“Per la rubrica L’Albatros: Dino Cofrancesco e il laicismo in Italia”.
Sono completamente d’accordo con Massimo Teodori, che ne ha scritto recentemente sul Corriere della Sera. Lo Stato non dovrebbe aiutare in nessun modo la Chiesa e le varie organizzazioni cattoliche. Le militanze religiose o ideologiche per il loro sostegno si affidino esclusivamente ad adepti e soci. E’ un discorso, questo, che va ampliato. In una società aperta e liberale, ‘nessun pasto è gratis’: è il mercato–anche quello culturale–a dover stabilire quali imprese debbono vivere e quali no.
E’ un principio, però,che DEVE VALERE PER TUTTI: per la Chiesa come per le Fondazioni (ad esempio per la Fondazione Gramsci), per le Università cattoliche come per quelle laiche, per le organizzazioni che curano spettacoli teatrali e sportivi come per quelle che (semmai) adoperano i finanziamenti pubblici per organizzare viaggi a Lourdes, per Radio Maria come per Radio radicale, per le industrie cinematografiche come per quelle automobilistiche.
Mi rimane, però, un dubbio. Abbiamo il più ricco patrimonio d’arte del mondo e buona metà di tale patrimonio è fatta di luoghi di culto. Se per la crisi delle vocazioni non ci sono più preti per mantenerli aperti al pubblico e si dà un aiuto al clero purché provveda in qualche modo alla bisogna, tale aiuto è ‘incostituzionale’?

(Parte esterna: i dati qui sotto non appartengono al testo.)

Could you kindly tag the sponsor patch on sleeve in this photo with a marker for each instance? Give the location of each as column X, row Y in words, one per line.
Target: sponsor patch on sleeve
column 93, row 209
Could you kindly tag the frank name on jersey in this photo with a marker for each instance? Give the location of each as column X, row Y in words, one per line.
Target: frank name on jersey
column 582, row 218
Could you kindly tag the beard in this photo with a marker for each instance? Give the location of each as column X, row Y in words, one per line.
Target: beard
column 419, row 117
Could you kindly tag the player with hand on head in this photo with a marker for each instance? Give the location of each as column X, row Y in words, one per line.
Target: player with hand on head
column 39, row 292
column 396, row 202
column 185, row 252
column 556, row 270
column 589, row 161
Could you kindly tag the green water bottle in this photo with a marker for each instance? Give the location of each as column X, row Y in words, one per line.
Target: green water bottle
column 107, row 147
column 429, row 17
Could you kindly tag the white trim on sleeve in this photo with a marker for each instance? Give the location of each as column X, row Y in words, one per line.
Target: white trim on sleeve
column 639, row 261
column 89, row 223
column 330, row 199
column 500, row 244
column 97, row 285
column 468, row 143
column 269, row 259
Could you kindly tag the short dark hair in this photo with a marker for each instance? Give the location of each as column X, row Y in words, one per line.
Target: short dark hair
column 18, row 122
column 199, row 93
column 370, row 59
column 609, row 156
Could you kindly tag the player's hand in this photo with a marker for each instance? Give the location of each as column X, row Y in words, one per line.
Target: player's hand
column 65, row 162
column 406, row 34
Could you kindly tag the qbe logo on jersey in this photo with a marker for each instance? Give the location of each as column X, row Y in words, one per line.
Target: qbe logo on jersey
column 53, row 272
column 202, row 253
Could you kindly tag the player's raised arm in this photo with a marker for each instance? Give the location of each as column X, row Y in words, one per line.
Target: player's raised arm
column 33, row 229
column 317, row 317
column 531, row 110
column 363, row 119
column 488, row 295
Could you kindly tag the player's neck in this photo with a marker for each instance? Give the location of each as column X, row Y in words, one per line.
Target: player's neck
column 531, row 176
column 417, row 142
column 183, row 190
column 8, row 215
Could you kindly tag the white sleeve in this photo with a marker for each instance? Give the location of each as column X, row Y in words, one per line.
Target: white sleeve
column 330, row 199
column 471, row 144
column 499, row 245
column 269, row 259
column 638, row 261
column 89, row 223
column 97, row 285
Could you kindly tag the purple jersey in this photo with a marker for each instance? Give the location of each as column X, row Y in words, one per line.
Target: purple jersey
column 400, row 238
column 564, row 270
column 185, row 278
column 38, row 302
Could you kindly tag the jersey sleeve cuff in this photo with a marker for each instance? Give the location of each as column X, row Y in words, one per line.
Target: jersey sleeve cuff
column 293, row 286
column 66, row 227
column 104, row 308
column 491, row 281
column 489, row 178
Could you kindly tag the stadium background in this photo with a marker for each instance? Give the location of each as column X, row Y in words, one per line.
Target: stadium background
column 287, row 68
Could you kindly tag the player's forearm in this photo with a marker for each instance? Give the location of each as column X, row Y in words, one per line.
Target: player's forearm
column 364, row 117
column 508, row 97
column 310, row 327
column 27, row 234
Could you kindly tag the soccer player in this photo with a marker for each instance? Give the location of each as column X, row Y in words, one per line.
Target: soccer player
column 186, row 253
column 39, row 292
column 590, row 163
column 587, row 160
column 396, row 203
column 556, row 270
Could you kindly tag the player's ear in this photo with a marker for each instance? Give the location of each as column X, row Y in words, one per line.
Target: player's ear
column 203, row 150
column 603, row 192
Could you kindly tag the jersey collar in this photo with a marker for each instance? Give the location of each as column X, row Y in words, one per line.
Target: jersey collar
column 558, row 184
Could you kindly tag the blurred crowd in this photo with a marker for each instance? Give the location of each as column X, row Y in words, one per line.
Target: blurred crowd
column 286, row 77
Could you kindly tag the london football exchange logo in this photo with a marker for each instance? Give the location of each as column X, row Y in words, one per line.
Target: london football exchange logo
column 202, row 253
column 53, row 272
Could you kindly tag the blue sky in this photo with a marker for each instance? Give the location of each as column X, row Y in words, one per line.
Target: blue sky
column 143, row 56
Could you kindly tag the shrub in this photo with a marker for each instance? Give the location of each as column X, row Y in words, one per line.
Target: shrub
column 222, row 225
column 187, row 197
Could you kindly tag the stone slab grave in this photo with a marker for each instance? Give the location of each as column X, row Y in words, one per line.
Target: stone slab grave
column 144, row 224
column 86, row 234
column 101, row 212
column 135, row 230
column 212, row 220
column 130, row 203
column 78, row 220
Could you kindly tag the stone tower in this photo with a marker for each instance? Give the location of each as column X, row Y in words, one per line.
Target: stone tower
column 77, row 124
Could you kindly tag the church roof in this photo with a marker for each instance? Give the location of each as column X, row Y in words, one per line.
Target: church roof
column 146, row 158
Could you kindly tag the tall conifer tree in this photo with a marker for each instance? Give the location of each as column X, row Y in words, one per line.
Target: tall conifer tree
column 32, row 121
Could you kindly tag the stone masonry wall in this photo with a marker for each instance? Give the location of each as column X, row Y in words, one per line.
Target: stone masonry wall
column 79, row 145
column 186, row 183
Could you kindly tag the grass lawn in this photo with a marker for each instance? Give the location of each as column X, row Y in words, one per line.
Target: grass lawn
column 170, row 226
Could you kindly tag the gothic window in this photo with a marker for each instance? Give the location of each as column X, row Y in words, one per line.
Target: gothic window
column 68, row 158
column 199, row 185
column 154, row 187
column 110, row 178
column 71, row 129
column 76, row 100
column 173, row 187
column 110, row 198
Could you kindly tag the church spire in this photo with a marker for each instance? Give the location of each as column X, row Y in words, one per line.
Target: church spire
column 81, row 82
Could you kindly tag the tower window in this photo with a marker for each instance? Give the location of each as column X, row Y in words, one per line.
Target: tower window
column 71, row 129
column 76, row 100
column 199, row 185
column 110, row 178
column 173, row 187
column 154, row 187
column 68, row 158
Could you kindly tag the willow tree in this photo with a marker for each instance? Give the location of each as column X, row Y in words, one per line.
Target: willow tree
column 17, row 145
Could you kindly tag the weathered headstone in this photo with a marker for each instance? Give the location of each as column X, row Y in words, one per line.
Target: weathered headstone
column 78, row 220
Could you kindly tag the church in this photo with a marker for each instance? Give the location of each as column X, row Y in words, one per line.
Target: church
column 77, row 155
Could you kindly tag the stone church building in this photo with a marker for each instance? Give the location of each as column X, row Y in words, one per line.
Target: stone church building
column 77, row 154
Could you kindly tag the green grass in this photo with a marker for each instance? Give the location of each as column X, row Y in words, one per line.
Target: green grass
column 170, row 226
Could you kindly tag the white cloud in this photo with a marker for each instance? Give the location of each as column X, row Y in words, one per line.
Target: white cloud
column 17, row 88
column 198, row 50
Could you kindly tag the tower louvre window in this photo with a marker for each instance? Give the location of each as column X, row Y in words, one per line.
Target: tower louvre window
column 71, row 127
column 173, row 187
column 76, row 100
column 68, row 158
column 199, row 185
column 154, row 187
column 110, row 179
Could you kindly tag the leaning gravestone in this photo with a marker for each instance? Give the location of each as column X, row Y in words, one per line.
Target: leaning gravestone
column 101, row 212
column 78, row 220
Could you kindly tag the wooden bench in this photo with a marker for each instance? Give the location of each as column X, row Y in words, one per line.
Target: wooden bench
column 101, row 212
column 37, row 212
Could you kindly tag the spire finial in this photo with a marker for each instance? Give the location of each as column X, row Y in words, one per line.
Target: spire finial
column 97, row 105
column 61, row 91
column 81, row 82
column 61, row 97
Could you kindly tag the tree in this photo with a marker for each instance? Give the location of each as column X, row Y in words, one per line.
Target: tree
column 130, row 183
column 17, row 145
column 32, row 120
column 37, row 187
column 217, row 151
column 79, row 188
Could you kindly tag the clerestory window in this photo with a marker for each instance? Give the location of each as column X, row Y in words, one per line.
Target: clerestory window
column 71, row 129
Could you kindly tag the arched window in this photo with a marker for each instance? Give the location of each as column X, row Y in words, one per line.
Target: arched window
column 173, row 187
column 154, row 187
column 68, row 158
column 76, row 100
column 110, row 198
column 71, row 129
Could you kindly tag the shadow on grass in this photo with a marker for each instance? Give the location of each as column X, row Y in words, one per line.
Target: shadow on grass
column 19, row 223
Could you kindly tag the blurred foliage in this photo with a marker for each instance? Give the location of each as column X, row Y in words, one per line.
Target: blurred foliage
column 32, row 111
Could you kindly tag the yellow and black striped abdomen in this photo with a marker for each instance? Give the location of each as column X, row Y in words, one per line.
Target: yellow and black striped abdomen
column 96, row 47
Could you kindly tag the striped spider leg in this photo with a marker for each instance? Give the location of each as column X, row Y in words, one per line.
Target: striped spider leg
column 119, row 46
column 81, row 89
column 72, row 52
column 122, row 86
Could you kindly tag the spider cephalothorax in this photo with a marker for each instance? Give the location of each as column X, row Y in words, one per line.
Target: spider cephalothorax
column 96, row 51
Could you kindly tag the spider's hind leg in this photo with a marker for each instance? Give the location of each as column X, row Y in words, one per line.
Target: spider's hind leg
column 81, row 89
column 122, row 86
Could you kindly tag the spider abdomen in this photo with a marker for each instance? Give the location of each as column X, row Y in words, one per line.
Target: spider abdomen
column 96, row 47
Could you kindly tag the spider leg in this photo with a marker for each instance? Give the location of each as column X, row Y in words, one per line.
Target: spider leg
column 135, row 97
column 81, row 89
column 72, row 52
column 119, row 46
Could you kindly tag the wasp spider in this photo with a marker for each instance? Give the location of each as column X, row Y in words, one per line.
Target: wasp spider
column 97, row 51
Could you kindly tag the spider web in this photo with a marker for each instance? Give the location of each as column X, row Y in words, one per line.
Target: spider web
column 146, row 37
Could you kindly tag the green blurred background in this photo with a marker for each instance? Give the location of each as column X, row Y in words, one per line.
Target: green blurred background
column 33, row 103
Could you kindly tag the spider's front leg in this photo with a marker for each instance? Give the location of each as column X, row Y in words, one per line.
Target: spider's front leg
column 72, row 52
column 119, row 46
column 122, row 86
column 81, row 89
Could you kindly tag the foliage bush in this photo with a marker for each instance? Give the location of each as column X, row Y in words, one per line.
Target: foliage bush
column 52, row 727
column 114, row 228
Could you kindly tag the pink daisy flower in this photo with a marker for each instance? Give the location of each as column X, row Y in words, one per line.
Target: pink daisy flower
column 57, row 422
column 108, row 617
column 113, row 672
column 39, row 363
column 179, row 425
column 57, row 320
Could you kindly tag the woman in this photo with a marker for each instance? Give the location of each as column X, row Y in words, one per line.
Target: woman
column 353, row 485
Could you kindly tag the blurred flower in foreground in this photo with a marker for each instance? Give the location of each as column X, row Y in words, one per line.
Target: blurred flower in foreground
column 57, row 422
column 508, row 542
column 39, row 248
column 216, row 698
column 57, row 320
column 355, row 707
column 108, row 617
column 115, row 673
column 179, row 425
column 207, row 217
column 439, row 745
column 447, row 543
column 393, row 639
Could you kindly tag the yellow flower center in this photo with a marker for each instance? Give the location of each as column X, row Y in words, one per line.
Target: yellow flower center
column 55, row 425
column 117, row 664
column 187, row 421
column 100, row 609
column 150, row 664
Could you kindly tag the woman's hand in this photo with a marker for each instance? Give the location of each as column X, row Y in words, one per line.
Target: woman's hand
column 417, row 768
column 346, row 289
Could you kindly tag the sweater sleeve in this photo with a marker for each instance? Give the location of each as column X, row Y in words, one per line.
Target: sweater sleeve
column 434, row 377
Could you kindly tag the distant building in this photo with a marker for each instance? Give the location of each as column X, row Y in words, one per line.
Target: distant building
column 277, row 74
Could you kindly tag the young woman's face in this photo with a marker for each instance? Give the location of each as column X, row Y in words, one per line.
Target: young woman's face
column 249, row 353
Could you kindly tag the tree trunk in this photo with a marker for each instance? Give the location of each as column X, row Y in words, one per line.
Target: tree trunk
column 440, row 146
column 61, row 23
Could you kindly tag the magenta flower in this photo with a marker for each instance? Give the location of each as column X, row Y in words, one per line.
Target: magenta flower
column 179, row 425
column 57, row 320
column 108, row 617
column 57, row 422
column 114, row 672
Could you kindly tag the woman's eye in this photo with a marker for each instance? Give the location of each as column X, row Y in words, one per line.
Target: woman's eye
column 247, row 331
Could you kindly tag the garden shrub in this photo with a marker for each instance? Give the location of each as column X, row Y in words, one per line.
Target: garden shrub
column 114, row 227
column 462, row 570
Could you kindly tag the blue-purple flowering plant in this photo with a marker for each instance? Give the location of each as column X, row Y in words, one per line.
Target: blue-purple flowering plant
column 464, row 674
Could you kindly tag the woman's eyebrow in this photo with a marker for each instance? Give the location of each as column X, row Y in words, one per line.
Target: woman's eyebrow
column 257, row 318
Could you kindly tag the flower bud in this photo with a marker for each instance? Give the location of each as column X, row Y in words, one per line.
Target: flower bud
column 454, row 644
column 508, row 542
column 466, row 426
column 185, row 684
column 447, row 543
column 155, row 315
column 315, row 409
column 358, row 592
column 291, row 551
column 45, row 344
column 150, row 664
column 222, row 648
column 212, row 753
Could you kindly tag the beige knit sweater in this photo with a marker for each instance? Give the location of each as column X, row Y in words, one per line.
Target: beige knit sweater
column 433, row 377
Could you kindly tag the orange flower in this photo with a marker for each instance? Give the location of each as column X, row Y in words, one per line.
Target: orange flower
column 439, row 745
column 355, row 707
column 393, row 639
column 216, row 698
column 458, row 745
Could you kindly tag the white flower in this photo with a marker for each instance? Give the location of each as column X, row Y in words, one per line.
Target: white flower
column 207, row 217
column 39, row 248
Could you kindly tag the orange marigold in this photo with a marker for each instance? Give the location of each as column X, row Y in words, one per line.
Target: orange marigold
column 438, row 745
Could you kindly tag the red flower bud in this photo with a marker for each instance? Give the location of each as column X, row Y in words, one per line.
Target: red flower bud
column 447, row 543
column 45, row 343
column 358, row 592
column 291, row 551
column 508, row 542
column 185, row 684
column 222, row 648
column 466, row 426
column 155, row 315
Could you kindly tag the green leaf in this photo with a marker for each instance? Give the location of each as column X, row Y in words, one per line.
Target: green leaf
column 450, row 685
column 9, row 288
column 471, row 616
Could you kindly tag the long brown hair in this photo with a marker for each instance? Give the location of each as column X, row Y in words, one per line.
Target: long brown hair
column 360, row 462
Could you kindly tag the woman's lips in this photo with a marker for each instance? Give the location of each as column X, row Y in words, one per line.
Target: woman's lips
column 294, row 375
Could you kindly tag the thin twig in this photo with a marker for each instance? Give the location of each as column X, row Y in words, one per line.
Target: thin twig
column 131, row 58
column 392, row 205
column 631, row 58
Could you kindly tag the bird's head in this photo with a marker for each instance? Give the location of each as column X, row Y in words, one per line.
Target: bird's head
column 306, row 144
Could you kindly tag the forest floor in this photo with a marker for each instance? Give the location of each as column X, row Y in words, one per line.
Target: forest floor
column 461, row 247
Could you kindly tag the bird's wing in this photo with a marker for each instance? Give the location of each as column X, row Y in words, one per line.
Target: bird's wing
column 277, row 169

In realtà,il nostro laicismo è taroccato: scatta solo quanto sente odor d’incensi ma non batte ciglio davanti alle bandiere rosse. Come le leggi che, secondo lo spiritoso rilievo di Gaetano Salvemini, in Italia, valgono per i nemici e si applicano agli amici, così la logica del mercato (per certi sedicenti liberali ‘pannunziani’) deve abbattersi impietosamente sugli avversari ideologici ma, per quanto riguarda la nostra parte, debbono farsi valere considerazioni ‘alte’, non legate alla volgare filosofia della prestazione e dello scambio.